Add a new column to track weekday/weekend :
# Use activitynew dataframe and add a day column for weekdays/weekends
# Use weekday function to identify weekends
activitynew$day[weekdays(as.Date(activitynew$date))%in%c("Sunday","Saturday")]="weekend"
activitynew$day[is.na(activitynew$day)]="weekday" # All other days are weekdays
activitynew$day=as.factor(activitynew$day) # Convert this column to factor
str(activitynew) # Review structure with added column
## 'data.frame': 17568 obs. of 4 variables:
## $ interval: int 0 0 0 0 0 0 0 0 0 0 ...
## $ steps : num 2 0 0 0 0 0 0 0 0 0 ...
## $ date : Factor w/ 61 levels "2012-10-01","2012-10-02",..: 1 54 28 37 55 46 20 47 38 56 ...
## $ day : Factor w/ 2 levels "weekday","weekend": 1 1 2 1 2 1 2 1 1 2 ...

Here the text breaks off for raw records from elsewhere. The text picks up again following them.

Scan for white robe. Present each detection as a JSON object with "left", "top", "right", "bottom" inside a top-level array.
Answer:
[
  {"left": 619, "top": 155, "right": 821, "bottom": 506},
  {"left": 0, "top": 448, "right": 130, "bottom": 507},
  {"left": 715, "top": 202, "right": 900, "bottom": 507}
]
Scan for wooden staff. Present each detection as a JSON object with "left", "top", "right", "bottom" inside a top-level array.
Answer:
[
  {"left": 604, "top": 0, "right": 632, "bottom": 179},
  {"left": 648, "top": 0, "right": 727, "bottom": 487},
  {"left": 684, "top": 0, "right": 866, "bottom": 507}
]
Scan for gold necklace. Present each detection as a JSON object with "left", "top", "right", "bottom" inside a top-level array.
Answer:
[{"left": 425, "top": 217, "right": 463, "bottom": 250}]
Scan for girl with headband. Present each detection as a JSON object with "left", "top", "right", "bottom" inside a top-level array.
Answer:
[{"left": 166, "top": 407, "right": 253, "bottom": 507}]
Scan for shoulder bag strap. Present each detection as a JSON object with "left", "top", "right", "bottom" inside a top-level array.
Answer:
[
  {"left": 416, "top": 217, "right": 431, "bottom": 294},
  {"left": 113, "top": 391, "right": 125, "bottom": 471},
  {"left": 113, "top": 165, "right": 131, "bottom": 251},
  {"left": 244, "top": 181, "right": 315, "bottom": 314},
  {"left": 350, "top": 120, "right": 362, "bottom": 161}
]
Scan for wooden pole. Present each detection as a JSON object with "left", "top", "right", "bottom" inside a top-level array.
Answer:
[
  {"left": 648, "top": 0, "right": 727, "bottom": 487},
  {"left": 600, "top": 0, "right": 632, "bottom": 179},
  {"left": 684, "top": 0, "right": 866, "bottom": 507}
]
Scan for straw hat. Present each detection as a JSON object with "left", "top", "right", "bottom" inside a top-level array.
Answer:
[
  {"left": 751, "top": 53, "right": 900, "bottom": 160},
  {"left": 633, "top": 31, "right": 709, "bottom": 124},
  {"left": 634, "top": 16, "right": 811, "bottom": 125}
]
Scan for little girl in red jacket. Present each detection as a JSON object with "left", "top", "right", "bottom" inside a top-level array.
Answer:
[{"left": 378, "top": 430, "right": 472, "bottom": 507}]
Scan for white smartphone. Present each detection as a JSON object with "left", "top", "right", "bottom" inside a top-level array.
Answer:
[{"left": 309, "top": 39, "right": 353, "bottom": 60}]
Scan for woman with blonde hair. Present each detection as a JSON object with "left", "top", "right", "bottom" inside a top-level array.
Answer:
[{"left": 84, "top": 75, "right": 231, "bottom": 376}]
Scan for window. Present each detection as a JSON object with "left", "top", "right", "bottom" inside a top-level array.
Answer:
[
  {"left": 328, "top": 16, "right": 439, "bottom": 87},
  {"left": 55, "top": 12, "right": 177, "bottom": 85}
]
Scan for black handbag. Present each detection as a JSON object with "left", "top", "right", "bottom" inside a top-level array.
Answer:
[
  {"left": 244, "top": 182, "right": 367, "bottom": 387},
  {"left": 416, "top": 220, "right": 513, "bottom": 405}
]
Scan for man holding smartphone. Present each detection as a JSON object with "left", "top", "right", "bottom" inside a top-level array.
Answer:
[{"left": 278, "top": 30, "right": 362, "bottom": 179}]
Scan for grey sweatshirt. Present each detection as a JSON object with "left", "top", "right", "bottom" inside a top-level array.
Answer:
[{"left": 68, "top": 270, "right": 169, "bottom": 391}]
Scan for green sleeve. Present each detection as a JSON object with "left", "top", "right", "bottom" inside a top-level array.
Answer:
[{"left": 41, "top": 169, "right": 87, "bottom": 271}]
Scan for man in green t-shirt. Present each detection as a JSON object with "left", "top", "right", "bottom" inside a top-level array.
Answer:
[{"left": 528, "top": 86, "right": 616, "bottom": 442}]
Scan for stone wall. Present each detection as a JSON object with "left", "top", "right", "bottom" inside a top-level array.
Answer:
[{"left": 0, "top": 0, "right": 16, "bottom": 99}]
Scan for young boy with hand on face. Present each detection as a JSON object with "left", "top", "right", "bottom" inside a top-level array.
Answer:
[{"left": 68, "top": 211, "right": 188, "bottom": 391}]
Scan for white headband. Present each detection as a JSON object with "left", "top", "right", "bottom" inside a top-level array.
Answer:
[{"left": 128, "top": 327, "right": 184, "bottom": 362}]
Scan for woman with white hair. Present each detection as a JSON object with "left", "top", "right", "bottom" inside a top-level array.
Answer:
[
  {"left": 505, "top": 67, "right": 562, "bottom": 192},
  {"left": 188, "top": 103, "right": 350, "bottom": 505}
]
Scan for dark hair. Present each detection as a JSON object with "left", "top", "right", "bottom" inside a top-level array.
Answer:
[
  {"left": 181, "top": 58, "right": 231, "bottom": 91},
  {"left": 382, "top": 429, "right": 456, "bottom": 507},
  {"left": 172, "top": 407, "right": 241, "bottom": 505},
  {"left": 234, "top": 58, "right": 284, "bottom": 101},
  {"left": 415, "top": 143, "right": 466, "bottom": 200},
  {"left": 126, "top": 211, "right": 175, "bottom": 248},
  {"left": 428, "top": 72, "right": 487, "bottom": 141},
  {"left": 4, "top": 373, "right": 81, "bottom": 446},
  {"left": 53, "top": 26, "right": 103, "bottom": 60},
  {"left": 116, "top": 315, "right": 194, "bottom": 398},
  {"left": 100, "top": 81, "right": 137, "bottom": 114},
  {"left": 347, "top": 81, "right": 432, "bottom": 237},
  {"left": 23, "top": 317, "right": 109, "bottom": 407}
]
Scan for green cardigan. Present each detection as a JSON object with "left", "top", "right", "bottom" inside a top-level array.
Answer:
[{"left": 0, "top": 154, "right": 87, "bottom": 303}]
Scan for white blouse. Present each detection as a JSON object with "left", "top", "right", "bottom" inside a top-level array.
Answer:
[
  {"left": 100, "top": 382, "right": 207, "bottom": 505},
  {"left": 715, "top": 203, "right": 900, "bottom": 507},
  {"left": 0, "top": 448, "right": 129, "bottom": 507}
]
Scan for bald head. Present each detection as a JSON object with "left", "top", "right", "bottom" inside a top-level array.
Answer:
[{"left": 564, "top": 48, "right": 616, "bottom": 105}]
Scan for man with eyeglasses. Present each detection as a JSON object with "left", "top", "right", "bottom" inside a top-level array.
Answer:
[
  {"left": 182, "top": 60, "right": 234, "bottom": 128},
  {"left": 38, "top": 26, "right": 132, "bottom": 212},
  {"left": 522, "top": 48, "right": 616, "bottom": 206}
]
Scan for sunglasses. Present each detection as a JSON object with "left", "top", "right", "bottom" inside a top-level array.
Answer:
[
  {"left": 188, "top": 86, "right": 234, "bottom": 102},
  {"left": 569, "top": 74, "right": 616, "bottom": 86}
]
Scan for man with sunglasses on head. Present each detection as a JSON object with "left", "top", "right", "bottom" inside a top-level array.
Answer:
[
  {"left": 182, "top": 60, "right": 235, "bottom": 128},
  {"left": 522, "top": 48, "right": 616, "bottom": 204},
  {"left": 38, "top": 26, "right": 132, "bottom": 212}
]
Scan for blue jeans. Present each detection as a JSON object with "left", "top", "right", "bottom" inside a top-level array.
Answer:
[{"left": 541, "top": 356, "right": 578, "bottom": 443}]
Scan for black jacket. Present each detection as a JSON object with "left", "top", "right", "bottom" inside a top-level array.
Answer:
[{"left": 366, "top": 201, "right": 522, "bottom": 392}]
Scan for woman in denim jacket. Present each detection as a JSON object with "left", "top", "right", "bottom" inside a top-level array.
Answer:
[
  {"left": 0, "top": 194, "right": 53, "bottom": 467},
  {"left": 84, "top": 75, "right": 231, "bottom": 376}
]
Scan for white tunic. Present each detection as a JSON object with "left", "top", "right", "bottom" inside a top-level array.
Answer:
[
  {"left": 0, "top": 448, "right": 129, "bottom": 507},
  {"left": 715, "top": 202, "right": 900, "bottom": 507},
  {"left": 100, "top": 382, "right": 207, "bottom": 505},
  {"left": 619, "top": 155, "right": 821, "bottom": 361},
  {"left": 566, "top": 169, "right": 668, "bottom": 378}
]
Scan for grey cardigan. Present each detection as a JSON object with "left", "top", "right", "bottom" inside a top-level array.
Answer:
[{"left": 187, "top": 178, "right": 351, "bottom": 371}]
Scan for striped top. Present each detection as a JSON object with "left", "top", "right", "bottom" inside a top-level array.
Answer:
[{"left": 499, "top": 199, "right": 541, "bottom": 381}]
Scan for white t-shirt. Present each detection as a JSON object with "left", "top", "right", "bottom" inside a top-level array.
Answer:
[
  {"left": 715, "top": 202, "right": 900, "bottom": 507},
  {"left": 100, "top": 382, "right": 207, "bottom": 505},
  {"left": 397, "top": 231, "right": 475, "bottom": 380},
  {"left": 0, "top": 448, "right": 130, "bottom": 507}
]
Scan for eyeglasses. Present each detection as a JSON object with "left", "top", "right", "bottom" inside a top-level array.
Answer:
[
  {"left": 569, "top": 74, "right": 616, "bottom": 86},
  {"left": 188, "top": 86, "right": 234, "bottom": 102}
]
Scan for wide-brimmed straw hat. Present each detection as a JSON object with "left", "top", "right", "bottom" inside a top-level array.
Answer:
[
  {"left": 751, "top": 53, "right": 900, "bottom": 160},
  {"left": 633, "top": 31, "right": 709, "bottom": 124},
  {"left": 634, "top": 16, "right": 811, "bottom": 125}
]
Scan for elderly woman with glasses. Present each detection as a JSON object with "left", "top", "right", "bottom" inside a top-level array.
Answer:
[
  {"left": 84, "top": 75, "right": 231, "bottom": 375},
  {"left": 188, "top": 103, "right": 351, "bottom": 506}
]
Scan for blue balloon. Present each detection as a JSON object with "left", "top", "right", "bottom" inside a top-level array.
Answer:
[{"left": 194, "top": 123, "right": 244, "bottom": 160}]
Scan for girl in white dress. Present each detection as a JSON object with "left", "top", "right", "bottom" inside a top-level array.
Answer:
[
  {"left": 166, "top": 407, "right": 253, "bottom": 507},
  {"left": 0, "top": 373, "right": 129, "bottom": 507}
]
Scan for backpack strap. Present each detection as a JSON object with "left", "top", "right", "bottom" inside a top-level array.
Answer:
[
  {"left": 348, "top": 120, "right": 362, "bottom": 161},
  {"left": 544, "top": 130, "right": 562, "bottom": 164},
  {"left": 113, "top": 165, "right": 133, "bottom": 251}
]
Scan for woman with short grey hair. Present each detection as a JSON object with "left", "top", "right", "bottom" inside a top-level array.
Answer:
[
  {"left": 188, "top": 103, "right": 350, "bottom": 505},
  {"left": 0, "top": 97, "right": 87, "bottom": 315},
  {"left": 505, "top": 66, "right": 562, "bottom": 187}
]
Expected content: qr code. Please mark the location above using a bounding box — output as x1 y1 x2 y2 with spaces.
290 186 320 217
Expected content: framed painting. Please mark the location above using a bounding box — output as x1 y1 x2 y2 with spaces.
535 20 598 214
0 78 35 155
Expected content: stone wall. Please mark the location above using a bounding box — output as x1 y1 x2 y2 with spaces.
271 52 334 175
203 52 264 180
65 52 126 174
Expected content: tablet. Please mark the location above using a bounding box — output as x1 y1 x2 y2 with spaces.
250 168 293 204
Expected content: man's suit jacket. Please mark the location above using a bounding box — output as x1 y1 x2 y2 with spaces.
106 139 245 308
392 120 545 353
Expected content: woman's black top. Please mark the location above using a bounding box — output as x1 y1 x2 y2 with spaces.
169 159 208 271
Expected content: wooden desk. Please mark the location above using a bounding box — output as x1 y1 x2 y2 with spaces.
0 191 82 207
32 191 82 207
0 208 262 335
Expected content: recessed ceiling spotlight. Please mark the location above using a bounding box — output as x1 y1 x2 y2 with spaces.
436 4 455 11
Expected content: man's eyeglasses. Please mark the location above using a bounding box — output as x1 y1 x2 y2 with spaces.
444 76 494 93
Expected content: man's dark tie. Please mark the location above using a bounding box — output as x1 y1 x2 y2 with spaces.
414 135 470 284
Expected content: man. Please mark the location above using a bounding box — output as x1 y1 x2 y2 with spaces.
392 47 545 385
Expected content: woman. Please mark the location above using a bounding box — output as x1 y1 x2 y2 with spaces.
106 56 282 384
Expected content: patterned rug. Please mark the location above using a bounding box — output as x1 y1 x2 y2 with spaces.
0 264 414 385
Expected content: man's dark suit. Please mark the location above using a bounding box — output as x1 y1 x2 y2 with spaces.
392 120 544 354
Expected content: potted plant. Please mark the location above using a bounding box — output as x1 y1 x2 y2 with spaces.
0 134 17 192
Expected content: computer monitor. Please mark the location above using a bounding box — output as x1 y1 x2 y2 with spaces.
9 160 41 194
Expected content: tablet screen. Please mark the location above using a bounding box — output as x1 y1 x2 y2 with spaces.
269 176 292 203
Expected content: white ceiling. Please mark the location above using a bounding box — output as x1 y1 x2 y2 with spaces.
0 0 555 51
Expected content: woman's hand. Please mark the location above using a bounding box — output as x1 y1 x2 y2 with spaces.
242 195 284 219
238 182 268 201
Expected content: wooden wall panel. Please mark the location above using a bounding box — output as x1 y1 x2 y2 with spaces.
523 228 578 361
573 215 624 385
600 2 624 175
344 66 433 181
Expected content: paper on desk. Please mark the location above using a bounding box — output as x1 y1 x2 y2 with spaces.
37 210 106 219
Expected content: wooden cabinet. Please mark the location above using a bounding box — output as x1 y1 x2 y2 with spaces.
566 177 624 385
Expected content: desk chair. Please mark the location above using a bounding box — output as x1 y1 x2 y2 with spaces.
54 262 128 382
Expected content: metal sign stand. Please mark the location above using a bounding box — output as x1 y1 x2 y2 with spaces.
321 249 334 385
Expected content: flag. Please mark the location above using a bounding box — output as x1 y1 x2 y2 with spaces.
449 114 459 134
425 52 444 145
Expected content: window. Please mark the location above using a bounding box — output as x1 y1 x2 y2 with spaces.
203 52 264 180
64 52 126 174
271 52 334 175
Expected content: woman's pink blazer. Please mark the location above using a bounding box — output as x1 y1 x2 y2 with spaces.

newavgstepsinterval=aggregate(steps~interval+day,activitynew,mean) # avg step per interval by type of day
library(lattice)
xyplot(steps~interval|day,
newavgstepsinterval,
type="l",
main="Avg Steps Per 5 min Interval Over All Days",
xlab="Time Intervals",
ylab="Avg Steps Per 5 min Interval \nOver All Days",
col="red",
layout=c(1,2))
A first visual evaluation of the plot indicates that except for the 500 to 1000th interval, the activity level for weekdays and weekends seems to be relatively similar. Additional analysis would be required to understand the difference in the 500 to 1000th interval.